Sean C. Morgan
City Councilor Jeff Goodwin proposed an ordinance last week that would make it a crime to enter a bathroom, locker room or similar facility designated for exclusive use of the opposite sex.
He called it a “very, very draft” ordinance during the City Council’s regular meeting on June 14, and Mayor Jim Gourley referred it to the Public Safety Committee for review. The committee will consider the proposal at a meeting following the next regular council meeting on June 28. The council meeting begins at 7:30 p.m.
Under the draft ordinance, a violation would constitute a class C misdemeanor. It would not apply to any first responder operating in an emergency, children 5 years old or younger or to any individual of “abnormal gender.”
It also would not apply to any new public facility constructed more than a year after passage of the ordinance.
The proposed ordinance is a broad approach to dealing with an issue that has conflicting interests, Goodwin said, balancing the competing interests of individuals to have privacy in public restrooms.
As a draft, it needs further adjustments before moving before the council for approval, Goodwin said.
Recently, in Lebanon, a 9-year-old girl was using the locker room at the community swimming pool when a man entered and used the shower facility in front of her, Goodwin said. The man was wearing a woman’s bathing suit.
Lorlee Engler, Lebanon Pool aquatics director, said her staff spoke with the parent of the 9-year-old girl as well as the transgender individual and also reviewed video.
They asked the transgendered person to use the family changing room in the future.
A recently adopted board policy states: In an effort to meet the varying needs of all community pool users, all transgender individuals must use the family changing room to undress or shower.

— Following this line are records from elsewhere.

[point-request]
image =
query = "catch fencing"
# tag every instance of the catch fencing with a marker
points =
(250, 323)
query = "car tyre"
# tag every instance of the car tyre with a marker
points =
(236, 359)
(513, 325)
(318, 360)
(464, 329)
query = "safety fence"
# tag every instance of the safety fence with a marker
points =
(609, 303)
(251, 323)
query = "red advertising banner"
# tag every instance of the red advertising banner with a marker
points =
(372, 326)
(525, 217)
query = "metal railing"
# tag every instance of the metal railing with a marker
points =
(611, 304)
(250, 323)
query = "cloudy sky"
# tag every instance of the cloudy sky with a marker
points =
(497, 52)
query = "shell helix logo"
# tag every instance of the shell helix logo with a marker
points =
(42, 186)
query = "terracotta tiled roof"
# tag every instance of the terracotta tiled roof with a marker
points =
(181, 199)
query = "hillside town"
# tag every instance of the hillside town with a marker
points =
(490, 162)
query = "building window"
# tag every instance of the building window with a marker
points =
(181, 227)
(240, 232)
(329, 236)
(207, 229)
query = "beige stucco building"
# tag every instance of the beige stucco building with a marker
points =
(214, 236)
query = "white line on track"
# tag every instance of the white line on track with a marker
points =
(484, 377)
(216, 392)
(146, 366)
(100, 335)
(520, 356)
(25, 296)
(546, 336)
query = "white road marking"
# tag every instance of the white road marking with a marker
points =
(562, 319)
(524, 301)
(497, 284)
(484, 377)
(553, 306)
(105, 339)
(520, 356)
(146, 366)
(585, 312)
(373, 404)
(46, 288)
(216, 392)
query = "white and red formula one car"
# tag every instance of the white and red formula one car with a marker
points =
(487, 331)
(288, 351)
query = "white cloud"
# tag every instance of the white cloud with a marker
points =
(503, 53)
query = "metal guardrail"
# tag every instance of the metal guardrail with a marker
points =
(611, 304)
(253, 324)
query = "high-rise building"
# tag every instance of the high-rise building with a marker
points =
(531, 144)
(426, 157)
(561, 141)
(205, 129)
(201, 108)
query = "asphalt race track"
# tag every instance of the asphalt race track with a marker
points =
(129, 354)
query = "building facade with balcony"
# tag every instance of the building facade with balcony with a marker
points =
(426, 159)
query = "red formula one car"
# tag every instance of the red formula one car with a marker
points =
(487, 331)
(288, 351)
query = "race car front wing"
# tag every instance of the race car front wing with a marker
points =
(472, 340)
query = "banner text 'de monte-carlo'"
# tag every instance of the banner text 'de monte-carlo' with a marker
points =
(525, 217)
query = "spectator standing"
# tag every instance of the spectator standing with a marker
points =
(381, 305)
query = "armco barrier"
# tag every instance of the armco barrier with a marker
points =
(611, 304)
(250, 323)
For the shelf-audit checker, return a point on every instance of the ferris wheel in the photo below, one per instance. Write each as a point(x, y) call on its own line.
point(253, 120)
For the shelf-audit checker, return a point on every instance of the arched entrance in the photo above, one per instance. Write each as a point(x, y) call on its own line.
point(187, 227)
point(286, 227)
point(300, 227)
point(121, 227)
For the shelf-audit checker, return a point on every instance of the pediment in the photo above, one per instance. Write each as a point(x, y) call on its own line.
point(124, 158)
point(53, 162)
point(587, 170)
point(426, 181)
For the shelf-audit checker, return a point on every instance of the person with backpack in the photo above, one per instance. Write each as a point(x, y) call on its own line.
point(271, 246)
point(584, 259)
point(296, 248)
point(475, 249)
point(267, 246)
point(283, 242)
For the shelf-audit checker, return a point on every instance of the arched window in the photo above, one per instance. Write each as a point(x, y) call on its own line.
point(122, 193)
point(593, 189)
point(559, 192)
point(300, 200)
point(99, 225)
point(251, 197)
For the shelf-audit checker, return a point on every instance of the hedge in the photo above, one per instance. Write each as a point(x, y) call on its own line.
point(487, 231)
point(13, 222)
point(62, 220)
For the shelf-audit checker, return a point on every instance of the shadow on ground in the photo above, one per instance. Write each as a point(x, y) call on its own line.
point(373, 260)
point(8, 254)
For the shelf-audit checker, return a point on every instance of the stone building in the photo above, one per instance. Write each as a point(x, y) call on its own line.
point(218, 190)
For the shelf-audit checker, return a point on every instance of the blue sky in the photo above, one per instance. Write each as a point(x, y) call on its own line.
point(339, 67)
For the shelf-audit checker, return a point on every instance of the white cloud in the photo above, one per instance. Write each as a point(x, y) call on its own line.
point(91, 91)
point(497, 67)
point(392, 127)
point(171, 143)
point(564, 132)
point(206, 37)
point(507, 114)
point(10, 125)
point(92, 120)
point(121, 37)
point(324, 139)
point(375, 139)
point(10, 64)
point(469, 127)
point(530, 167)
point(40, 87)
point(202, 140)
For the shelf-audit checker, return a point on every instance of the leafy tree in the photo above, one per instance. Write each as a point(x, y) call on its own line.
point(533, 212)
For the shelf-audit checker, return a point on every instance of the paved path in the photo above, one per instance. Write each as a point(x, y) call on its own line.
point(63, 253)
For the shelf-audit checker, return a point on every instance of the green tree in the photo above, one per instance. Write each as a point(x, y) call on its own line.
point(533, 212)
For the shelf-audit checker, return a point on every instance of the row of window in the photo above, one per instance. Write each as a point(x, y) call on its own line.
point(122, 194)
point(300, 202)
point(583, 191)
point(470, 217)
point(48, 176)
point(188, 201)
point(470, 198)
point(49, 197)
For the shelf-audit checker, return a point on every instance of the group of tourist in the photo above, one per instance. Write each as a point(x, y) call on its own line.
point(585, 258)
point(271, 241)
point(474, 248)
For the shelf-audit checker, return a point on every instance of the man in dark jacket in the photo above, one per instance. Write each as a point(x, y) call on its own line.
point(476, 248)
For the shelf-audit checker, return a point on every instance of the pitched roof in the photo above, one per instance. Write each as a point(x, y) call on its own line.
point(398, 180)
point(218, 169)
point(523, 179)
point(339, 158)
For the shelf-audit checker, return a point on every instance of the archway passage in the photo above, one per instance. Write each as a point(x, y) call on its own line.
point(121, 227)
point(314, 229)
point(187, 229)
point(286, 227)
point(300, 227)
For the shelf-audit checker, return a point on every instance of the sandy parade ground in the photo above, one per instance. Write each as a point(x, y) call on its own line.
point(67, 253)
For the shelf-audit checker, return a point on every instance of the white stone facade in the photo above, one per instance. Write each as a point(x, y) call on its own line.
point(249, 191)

“I want to provide pool access to everybody,” Engler said. “We get all kinds of people here. It’s a whole new world that everybody’s trying to navigate.”
And now is the time to take action, Goodwin said. Currently, anyone can walk into any bathroom.
His proposal requires bathrooms to be constructed differently in the future to address those competing interests while requiring that existing bathrooms are used as originally intended, he said.
His proposal explains that sex is an inalienable biological characteristic of human beings; a long history exists of sexually violent behavior between males and females; and that members of the opposite sex trying to view, photograph or inappropriately record each other for their own gratification.
“Because males and females have a long history of violent and abusive behavior, they have a strong preference for privacy from each other when in a state of undress,” the draft ordinance said.
“No way exists to distinguish someone who legitimately struggles with gender identity from a predatory individual,” the proposal added.
Struggling with gender identity is a “legitimate mental illness” and should be protected, the draft said, but the overwhelming majority of “public facilities privacy areas” in Sweet Home are divided between areas for males and areas for females.
The purpose of the division is to protect the safety, privacy and comfort of all occupants, the draft ordinance said. Those divisions have existed since the founding of the city and do not exist for discriminatory purposes.
The most effective method to balance the interests of all persons in the city in the future is to construct privacy areas with individual or family privacy areas and not group areas, the proposal said, but the cost of replacing all public facility privacy areas in the city is prohibitive.
The proposed ordinance would apply to public facilities, which means any place in the city that is open to the public. It refers to bathrooms, showers, dressing and changing rooms and any other area designated to providing privacy from members of the opposite sex.
The ordinance bases biological sex on the existing of sex-determining x and y chromosomes while recognizing “abnormal gender” among those who possess other combinations than xx or xy.
The ordinance also outlines the conflict of rights, between an individual who struggles with gender identity to use a privacy area that conforms to the person’s self-perceived gender identity and the right of other individuals to be free from using public privacy areas in the presence of individuals who are biologically of the opposite sex.
Present at the meeting were councilors James Goble, Ryan Underwood, Greg Mahler, Gourley, Dave Trask and Goodwin.